Bug 1646903

Summary:

[starter-ca-central-1] routing issues

Product:

OpenShift Online

Reporter:

Jiří Fiala <jfiala>

Component:

Routing

Assignee:

Dan Mace <dmace>

Status:

CLOSED CURRENTRELEASE

QA Contact:

zhaozhanqi <zzhao>

Severity:

high

Docs Contact:

Priority:

high

Version:

3.x

CC:

aos-bugs, bryanjm, jfiala, rcwwilliams07, scuppett, tom.jenkinson

Target Milestone:

---

Keywords:

Reopened

Target Release:

3.x

Hardware:

Unspecified

OS:

Unspecified

Whiteboard:

Fixed In Version:

Doc Type:

If docs needed, set a value

Doc Text:

Story Points:

---

Clone Of:

Environment:

Last Closed:

2019-01-29 21:03:42 UTC

Type:

Bug

Regression:

---

Mount Type:

---

Documentation:

---

CRM:

Verified Versions:

Category:

---

oVirt Team:

---

RHEL 7.3 requirements from Atomic Host:

Cloudforms Team:

---

Target Upstream Version:

Embargoed:

Attachments:

Description	Flags
Observed HTTP 200/503 rate using various routes to the same app	none
Django example app with additional routes	none

Description Jiří Fiala 2018-11-06 09:32:58 UTC

Description of problem:

Requests to exposed and admitted routes often return HTTP 503 even though the application is running properly and responding just fine, when checked locally (by opening a remote shell into the pod and running curl localhost:8080, or so).

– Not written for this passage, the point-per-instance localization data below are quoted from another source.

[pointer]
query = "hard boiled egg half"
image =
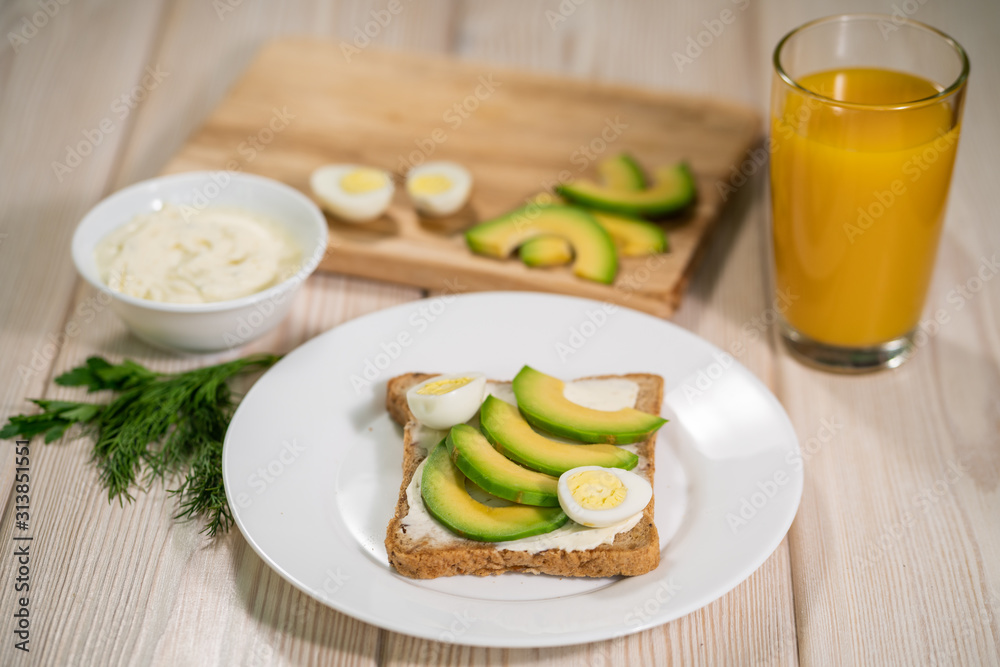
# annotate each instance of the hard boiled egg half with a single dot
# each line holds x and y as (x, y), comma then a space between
(596, 497)
(351, 192)
(446, 400)
(439, 188)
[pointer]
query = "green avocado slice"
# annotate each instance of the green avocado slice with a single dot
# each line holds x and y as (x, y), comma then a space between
(541, 401)
(672, 191)
(513, 437)
(633, 237)
(495, 473)
(622, 172)
(594, 251)
(442, 487)
(546, 251)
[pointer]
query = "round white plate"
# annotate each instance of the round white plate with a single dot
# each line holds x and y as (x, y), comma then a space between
(312, 467)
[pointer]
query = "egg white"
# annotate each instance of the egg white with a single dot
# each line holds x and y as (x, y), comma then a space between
(441, 203)
(639, 493)
(445, 410)
(349, 206)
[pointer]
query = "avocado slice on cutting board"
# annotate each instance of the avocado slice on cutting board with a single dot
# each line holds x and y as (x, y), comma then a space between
(546, 251)
(633, 237)
(494, 473)
(673, 190)
(595, 256)
(442, 487)
(541, 401)
(503, 425)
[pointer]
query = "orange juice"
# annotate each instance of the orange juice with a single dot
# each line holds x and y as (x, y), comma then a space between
(858, 196)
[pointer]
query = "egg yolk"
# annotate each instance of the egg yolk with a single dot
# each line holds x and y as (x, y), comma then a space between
(443, 386)
(361, 181)
(430, 184)
(597, 489)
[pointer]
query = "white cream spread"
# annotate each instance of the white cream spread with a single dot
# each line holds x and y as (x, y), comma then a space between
(213, 254)
(610, 394)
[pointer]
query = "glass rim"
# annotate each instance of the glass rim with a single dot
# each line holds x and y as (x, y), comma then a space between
(955, 86)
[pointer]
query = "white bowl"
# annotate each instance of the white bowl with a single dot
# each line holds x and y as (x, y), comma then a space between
(204, 327)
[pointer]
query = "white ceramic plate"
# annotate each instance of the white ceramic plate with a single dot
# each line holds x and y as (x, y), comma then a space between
(312, 467)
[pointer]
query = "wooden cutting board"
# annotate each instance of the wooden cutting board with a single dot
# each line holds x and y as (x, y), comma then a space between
(305, 103)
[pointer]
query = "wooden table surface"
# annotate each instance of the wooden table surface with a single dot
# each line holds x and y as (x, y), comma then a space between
(894, 557)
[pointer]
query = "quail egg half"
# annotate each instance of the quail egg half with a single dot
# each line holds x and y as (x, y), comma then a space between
(445, 400)
(596, 497)
(439, 188)
(352, 192)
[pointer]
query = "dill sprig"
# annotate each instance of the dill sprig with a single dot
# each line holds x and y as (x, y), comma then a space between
(158, 426)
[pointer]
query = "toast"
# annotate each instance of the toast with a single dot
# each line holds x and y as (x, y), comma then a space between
(633, 552)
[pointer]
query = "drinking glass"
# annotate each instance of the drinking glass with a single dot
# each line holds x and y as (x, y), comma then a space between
(865, 118)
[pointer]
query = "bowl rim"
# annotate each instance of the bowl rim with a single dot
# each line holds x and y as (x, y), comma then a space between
(313, 255)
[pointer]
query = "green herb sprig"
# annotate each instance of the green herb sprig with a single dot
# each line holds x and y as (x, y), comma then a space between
(158, 426)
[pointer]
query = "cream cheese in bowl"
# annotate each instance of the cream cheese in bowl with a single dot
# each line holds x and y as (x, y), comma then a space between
(202, 256)
(201, 261)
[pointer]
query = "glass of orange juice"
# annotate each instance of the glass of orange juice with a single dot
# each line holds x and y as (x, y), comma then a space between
(865, 117)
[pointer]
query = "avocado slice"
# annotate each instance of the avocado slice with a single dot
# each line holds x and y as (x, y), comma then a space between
(442, 486)
(513, 437)
(595, 255)
(633, 237)
(495, 473)
(622, 172)
(541, 400)
(672, 191)
(546, 251)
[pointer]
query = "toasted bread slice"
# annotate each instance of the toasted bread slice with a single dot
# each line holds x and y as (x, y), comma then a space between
(635, 551)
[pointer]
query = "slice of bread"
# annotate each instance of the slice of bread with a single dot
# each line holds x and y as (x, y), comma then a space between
(635, 551)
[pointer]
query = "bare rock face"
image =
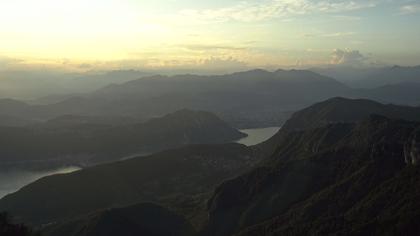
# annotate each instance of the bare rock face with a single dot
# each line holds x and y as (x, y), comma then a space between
(412, 149)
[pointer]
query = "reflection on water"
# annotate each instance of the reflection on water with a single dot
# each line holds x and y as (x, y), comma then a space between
(256, 136)
(13, 180)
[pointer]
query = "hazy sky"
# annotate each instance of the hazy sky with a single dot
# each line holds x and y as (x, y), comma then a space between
(89, 34)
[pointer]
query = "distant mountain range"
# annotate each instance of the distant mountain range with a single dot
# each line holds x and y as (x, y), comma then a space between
(73, 140)
(372, 77)
(352, 172)
(256, 98)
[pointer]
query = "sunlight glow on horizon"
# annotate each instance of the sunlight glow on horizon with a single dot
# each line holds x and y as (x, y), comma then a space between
(186, 33)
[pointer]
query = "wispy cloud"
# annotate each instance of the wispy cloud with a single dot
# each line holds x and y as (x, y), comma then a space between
(348, 57)
(251, 11)
(410, 9)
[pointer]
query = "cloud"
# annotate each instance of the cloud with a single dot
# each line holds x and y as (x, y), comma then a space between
(410, 9)
(215, 63)
(251, 11)
(210, 47)
(348, 57)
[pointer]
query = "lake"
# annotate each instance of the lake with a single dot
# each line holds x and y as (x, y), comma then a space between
(13, 180)
(256, 136)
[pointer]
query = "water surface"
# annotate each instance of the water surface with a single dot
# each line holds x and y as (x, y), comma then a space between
(256, 136)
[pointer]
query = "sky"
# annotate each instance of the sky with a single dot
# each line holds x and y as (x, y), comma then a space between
(118, 34)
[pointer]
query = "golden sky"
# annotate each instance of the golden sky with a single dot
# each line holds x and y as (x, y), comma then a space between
(88, 34)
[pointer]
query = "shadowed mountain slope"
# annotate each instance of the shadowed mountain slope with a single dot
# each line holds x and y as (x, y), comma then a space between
(144, 219)
(179, 178)
(341, 179)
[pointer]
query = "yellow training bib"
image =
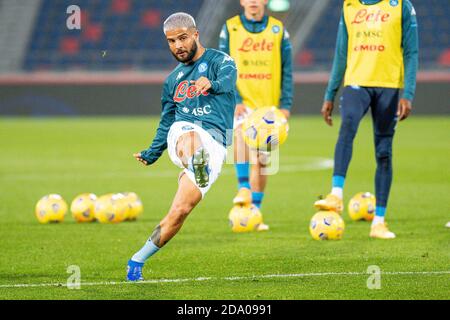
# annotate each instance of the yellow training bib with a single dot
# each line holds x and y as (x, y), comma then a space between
(375, 54)
(258, 59)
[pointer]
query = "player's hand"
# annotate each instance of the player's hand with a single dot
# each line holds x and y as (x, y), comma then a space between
(240, 110)
(286, 113)
(202, 85)
(139, 158)
(327, 110)
(404, 109)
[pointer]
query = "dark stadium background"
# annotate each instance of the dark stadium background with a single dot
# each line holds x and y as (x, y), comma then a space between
(116, 63)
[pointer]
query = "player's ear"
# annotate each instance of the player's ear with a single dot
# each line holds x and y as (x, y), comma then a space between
(196, 34)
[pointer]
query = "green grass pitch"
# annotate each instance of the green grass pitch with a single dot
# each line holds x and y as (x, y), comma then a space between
(75, 155)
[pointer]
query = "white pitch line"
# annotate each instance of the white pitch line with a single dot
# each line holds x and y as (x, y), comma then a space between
(200, 279)
(296, 164)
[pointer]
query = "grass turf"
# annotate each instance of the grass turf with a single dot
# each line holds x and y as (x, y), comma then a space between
(75, 155)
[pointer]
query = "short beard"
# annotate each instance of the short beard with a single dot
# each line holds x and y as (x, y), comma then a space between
(190, 56)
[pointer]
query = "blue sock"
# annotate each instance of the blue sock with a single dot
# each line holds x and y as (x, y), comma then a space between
(338, 181)
(242, 171)
(380, 211)
(257, 198)
(146, 252)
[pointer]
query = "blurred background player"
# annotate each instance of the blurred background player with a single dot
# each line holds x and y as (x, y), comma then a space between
(260, 46)
(198, 102)
(377, 51)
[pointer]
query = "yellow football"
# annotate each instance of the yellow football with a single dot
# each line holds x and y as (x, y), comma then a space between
(326, 225)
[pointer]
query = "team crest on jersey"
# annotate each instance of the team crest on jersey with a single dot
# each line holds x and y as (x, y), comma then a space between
(202, 67)
(187, 128)
(393, 3)
(180, 75)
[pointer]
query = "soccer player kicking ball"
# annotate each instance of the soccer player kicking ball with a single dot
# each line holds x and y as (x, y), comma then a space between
(377, 51)
(198, 103)
(260, 46)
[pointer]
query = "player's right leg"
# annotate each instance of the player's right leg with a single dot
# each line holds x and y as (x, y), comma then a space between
(186, 198)
(242, 164)
(355, 102)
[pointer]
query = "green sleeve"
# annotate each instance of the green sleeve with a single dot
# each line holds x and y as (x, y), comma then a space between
(286, 76)
(159, 143)
(224, 45)
(410, 43)
(339, 63)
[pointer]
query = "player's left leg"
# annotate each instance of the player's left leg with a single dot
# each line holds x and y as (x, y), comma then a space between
(186, 198)
(384, 117)
(194, 149)
(258, 180)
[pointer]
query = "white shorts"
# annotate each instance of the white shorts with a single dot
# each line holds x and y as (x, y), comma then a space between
(217, 152)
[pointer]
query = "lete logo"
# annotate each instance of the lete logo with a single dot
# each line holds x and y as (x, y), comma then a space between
(184, 90)
(365, 16)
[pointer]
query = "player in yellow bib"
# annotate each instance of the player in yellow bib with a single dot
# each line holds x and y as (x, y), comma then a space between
(377, 55)
(260, 46)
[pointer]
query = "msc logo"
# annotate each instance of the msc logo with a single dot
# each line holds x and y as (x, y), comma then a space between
(201, 111)
(185, 91)
(250, 44)
(371, 48)
(255, 76)
(364, 15)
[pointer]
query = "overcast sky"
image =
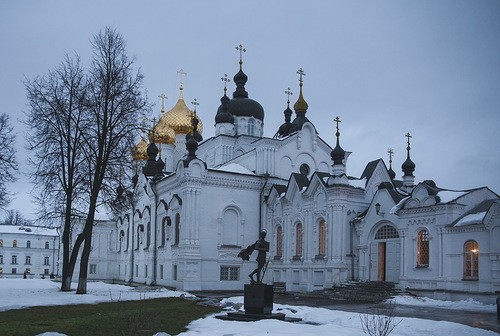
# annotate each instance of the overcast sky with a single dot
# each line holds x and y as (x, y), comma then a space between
(431, 68)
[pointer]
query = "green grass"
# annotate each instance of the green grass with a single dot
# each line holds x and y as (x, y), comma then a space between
(144, 317)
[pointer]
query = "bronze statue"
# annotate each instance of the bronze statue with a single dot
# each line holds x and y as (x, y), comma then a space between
(262, 246)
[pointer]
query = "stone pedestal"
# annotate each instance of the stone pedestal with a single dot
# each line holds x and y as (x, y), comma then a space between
(258, 304)
(258, 299)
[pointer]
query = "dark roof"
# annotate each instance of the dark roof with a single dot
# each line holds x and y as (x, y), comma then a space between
(369, 169)
(481, 207)
(301, 180)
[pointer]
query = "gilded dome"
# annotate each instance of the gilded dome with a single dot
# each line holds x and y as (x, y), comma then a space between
(179, 118)
(139, 152)
(162, 133)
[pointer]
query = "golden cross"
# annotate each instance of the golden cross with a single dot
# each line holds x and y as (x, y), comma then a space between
(241, 50)
(337, 120)
(181, 73)
(163, 97)
(301, 73)
(225, 80)
(195, 103)
(288, 92)
(390, 152)
(408, 136)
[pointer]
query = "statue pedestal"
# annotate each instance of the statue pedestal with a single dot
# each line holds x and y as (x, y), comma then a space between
(258, 299)
(258, 304)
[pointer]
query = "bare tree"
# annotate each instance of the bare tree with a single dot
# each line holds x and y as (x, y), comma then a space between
(14, 217)
(381, 322)
(55, 122)
(8, 162)
(114, 103)
(82, 126)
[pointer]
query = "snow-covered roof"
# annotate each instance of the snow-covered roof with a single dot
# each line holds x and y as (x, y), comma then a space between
(28, 230)
(236, 168)
(447, 196)
(470, 219)
(358, 183)
(399, 205)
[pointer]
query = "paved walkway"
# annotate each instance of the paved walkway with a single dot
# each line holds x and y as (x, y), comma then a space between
(481, 320)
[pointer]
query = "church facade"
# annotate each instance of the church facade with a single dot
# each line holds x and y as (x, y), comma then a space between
(197, 203)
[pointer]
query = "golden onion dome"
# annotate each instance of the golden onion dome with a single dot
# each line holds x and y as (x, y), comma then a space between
(139, 152)
(179, 118)
(162, 133)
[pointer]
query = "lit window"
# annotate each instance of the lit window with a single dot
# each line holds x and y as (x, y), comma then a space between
(177, 229)
(423, 248)
(298, 240)
(387, 232)
(229, 273)
(279, 241)
(471, 260)
(322, 238)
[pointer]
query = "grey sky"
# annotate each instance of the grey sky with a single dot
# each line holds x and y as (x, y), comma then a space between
(431, 68)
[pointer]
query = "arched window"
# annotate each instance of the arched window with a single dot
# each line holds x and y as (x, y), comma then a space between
(298, 240)
(279, 241)
(423, 248)
(177, 228)
(471, 260)
(230, 227)
(387, 232)
(163, 234)
(148, 234)
(322, 238)
(251, 126)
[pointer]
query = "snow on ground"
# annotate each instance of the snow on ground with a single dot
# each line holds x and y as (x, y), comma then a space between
(469, 304)
(20, 293)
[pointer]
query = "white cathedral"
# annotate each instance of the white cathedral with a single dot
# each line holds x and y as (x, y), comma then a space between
(197, 203)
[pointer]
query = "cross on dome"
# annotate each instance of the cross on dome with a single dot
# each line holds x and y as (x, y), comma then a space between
(241, 50)
(289, 93)
(225, 80)
(195, 103)
(163, 97)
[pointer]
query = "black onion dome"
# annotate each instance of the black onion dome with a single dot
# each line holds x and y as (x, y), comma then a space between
(392, 173)
(338, 154)
(152, 150)
(408, 166)
(159, 165)
(241, 105)
(287, 127)
(224, 116)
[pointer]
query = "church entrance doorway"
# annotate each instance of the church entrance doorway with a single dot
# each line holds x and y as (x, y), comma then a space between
(385, 252)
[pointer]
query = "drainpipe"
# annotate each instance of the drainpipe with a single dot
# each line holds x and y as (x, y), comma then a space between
(131, 246)
(155, 251)
(266, 176)
(351, 238)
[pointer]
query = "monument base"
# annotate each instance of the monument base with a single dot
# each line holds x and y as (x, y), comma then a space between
(258, 304)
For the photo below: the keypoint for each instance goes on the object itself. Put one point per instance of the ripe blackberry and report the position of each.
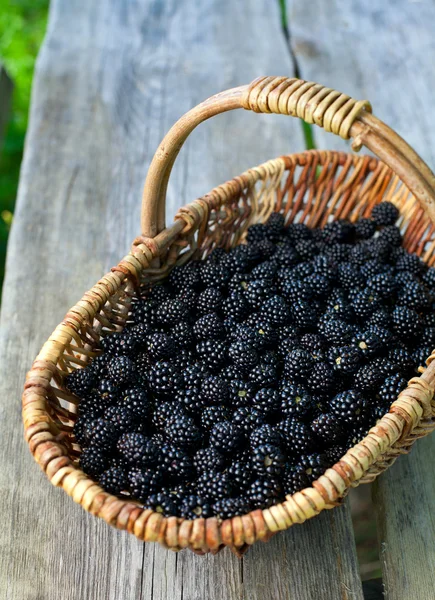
(258, 291)
(163, 504)
(384, 213)
(195, 507)
(297, 437)
(365, 302)
(263, 375)
(226, 437)
(164, 379)
(365, 229)
(235, 306)
(143, 482)
(212, 415)
(264, 492)
(136, 449)
(210, 300)
(81, 381)
(176, 464)
(345, 359)
(303, 314)
(182, 335)
(322, 379)
(298, 364)
(368, 343)
(119, 344)
(243, 355)
(327, 429)
(114, 480)
(164, 412)
(391, 388)
(246, 419)
(208, 459)
(209, 327)
(241, 393)
(212, 352)
(93, 461)
(268, 460)
(349, 406)
(214, 486)
(227, 508)
(182, 432)
(103, 434)
(406, 322)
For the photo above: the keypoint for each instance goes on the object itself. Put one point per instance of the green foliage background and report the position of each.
(22, 28)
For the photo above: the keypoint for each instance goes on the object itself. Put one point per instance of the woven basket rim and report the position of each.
(411, 411)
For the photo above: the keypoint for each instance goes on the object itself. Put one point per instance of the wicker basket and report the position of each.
(312, 187)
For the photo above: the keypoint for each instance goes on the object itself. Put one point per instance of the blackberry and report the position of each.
(226, 437)
(114, 480)
(322, 379)
(297, 436)
(298, 364)
(327, 429)
(391, 388)
(264, 492)
(243, 355)
(266, 401)
(143, 482)
(163, 504)
(235, 306)
(195, 507)
(212, 415)
(171, 312)
(176, 464)
(349, 406)
(182, 336)
(266, 434)
(240, 472)
(210, 300)
(365, 229)
(182, 432)
(81, 381)
(406, 322)
(345, 359)
(368, 343)
(263, 375)
(365, 302)
(391, 234)
(93, 461)
(208, 459)
(258, 291)
(164, 412)
(227, 508)
(246, 419)
(164, 379)
(275, 311)
(241, 393)
(384, 213)
(296, 401)
(212, 352)
(268, 460)
(136, 449)
(103, 434)
(214, 486)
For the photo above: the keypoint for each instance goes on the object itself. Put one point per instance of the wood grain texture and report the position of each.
(111, 78)
(384, 53)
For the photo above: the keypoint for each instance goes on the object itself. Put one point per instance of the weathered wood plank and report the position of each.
(384, 53)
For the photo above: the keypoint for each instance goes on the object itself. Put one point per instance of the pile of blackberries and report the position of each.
(242, 377)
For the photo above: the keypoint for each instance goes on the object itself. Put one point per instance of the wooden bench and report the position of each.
(111, 78)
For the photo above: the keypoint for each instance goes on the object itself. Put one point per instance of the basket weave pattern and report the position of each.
(312, 187)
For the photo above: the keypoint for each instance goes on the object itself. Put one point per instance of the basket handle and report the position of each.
(313, 103)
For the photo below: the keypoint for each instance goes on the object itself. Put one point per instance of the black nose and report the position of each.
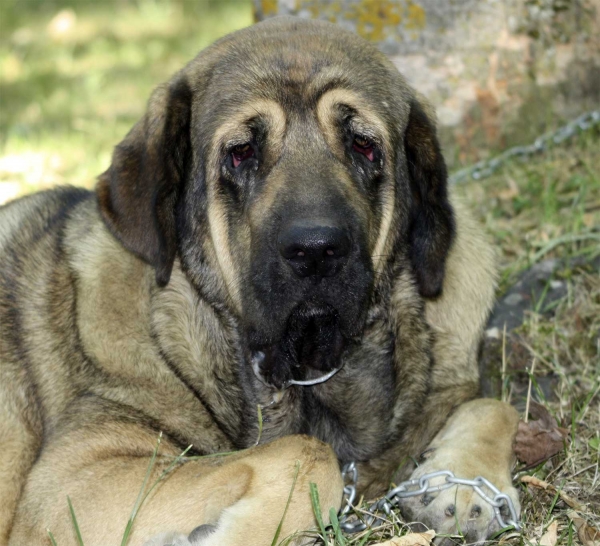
(314, 248)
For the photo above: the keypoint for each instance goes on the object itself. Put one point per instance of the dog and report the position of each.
(275, 238)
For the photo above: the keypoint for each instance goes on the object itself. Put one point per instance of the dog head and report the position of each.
(288, 166)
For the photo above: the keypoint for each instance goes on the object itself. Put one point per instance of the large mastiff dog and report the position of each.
(280, 213)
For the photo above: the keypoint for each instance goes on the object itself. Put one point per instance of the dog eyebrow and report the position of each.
(236, 130)
(364, 117)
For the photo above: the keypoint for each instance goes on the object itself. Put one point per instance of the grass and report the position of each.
(74, 77)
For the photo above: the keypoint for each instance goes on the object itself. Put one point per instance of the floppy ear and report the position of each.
(138, 193)
(431, 227)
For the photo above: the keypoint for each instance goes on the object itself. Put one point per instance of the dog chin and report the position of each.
(312, 344)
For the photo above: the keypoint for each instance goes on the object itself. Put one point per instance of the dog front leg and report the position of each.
(240, 498)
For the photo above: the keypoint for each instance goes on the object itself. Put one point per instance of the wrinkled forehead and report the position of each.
(300, 68)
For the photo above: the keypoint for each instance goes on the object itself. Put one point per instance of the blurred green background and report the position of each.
(75, 75)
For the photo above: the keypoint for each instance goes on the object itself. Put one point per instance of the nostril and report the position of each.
(312, 248)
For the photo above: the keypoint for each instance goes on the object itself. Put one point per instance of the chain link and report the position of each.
(413, 488)
(487, 167)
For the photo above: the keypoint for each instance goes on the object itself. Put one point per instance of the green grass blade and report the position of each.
(341, 540)
(287, 505)
(163, 475)
(260, 423)
(75, 524)
(51, 536)
(140, 497)
(314, 499)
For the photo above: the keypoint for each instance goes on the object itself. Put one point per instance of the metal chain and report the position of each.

We received a report detailing this behaviour as follows:
----
I went ahead and created three routes with different configurations:

Insecure: http://insecure-kros-converter.193b.starter-ca-central-1.openshiftapps.com/ 
With multiple routes defined, this one no longer does HTTPS redirects (previously, an insecure route with no TLS termination and Insecure Policy defined was unexpectedly redirected from http to https, which correctly reported HTTP 503), but it rarely works. It seems it kind of starts working after trying it a few times after a period of inactivity, however some of the static resources often fail to be fetched.

Secure, allow HTTP traffic: https://secure-kros-converter.193b.starter-ca-central-1.openshiftapps.com/ 
Works in a fashion similar to the above, maybe a bit more often, but still very unstable. 
Curiously, http://secure-kros-converter.193b.starter-ca-central-1.openshiftapps.com/ (i.e. the secure route but with HTTP) is noticeably more stable, although still not perfect.

Secure, redirect HTTP to HTTPS: https://redirect-kros-converter.193b.starter-ca-central-1.openshiftapps.com/ 
Probably most stable during activity (like 50%), but also stops working at all after a period of inactivity, curiously also after using another route for a while. Interestingly, the HTTPS redirect works only in those periods of stability, which may suggest the problem is somewhere before deciding about the HTTPS redirect, so quite soon.

Note that doing curl localhost:8080 in the pod terminal is 100% stable, so I don't suspect a problem with the pod.
----
A projection of the currently observed success/fail rate for the above mentioned route URLs can be found in the attached 'ca-central-1-503-rate.log' file.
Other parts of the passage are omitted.